In the 2nd/8th (Muslim/Common Era) century, the Muslim caliphate conquered most of spain. The Christians who stayed there were called the Mozarabs until about the 6th/12th, when they were returned to Christian feudalism. The name is a mispronunciation of the Arabic word musta'rab, meaning variously "one who falsely claims to be an Arab", or "one who has been made an Arab" - the provenance is unclear, as in the voluminous annals of Arabic literature, it isn't used - it is predominantly used by Christians of the time, as a pejorative. The expanding Caliphate didn't call people names - instead, they most commonly called non-Muslim citizens ahl al-dhimma, "people under protection".
the rapid advance of the Caliphate is usually attributed to its tolerance
When the Caliphate conquered nations, they, with very few exceptions, did not forcibly convert, commit genocide against, or ethnically cleanse peoples whom they conquered, as long as the peoples were willing to pay a tax, jizya. Jizya was regressive in that it was only assessed against non-Muslims. It was progressive in that it was only assessed against healthy adult male non-slaves, and it was calibrated against one's profession, charging people more who made more money. Their conquest was bloody imperialism - but the ecumenical tolerance they evinced in the 8th century was in many instances superior to that practiced by the British Empire a thousand years later.
Nothing good lasts forever though. After about three hundred years, something changed in Muslim poetry. It became less 'sumptuous', 'whimsical', and 'arbitrary' (or as we might say, it was no longer 'LOLrandom') in the words of contemporary Arab historians, and moved to "reflect life, and press human experience into art" (Jayyusi & Marin, 1992, p.373) - 'human experience' before the germ theory of disease mostly sucked; the most durable form of popular media from the ethnocultural moment became depressing. I know - what does that have to do with anything?
Well, its a good question. Right about the same time, the Mozarabs started to complain loudly and violently that they were being discriminated against like never before. Though it'd been true for centuries, they began to complain that they couldn't ring church bells during the muezzin's call to prayer, and they were excluded from most administrative positions in politics and the military (note that the overwhelming majority of the Mozarabs had been feudal peons - they had no control over their profession, period). Modern scholars writing in Arabic tend to downplay these concerns, and claim the reason for the Christian riots as fanatical Christian ideologues who had been infiltrating the Iberian peninsula ahead of the Christian Reconquista movement - while modern scholars writing in Spanish, portray this as a civil rights issue whose time had come (Mozarabs, Hispanics, and the Cross by Gomez-Ruiz is a good example of this line of argument for English readers).

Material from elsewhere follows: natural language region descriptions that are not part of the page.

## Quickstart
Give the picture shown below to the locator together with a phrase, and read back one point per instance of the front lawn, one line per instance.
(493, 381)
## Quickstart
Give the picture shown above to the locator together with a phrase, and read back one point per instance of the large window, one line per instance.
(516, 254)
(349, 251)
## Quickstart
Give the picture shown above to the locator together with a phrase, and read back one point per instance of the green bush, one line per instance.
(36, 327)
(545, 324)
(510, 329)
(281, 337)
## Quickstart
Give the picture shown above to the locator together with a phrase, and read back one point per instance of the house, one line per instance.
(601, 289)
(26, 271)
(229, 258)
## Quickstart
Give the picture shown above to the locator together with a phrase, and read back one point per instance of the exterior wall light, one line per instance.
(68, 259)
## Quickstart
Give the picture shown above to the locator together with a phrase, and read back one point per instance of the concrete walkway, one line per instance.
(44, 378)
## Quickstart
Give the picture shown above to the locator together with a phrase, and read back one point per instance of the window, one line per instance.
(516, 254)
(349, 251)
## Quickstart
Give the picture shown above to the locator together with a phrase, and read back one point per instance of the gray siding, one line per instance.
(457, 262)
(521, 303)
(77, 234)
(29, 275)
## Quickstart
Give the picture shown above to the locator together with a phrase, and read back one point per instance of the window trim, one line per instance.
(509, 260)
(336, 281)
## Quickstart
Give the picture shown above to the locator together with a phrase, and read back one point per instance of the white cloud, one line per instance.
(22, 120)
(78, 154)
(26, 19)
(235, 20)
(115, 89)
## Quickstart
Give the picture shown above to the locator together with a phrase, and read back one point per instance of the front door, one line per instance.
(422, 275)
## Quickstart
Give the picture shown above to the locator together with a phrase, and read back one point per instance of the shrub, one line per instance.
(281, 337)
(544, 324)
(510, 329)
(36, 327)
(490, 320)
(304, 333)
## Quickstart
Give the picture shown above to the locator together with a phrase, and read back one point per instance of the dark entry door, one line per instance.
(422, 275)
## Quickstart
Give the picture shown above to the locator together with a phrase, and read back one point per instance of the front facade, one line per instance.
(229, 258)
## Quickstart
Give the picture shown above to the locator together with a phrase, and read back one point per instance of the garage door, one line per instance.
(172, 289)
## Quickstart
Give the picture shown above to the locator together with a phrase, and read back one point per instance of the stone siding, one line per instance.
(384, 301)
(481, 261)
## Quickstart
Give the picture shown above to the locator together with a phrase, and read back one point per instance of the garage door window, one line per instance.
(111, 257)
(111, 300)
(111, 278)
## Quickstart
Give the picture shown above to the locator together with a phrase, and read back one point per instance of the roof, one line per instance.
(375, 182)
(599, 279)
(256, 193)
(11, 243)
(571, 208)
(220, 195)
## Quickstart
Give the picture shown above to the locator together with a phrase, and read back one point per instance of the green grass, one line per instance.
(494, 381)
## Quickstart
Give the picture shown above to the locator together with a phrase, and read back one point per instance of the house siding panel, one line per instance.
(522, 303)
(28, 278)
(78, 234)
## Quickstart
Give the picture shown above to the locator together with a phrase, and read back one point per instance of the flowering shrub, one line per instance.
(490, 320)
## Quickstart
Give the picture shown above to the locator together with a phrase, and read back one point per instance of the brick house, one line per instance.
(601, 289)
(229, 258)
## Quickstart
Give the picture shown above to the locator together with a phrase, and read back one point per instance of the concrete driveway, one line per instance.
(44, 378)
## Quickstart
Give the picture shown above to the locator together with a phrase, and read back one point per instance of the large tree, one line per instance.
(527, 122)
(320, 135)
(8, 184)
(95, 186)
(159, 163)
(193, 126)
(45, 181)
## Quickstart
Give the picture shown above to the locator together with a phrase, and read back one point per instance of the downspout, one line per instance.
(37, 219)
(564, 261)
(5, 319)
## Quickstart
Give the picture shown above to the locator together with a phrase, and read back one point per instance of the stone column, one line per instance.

No one really knows what happened to Arabic poetry at the end of the golden age at the end of the first common millennium, though Jayyusi & Marin manage a poetic attempt:
The greatest, most perfected, most revered art of the Arabs, the propaganda weapon of caliphs and princes, the register of the annals of history, the vehicle of the whole wisdom of the race, celebrant of heroes and battles, medium for the expression of the erotic, the passionate, the dolorous and the festive, and for the delineation of the ideals of feminine beauty and male perfection was alive, and as such open to pervasive influences that were not immediately perceived - we should bear in mind that the basic Weltanschauung of the poets themselves underwent radical change over the centuries.
Remember that Arabic culture was well-integrated throughout the Caliphate - what happened on the Iberian peninsula resonated. The voices of the Caliphate saw what they were doing to keep their empire, and it stripped the joy from their song.
E. Levi-Provencal suggests an alternative; noting that the Mozarabs "interest in poetry and poets was as serious and widespread as in the East", "constantly infiltrated the Caliphate's deterritorialised literature", and that this "alien influence" led to the "crisis of identity". I suspect Levi-Provencal doesn't seem to approve of culture flowing up from the colonized to the colonizer - but I know I'm thankful for it. If it weren't for the arts of the oppressed, the U.S. would be greatly impoverished.
If you've read this far, I hope you're thinking about historical analogies; though history never repeats itself, we can all hear it rhyming. One in particular that strikes me is the undemocratic evidence that a group can be governed without its consent, for centuries even - as long as the benevolent dictatorship is a substantial improvement from the previous state. In fact, if the Caliphate had continually liberalized and allowed the Mozarabs to more thoroughly assimilate, perhaps this could have continued forever.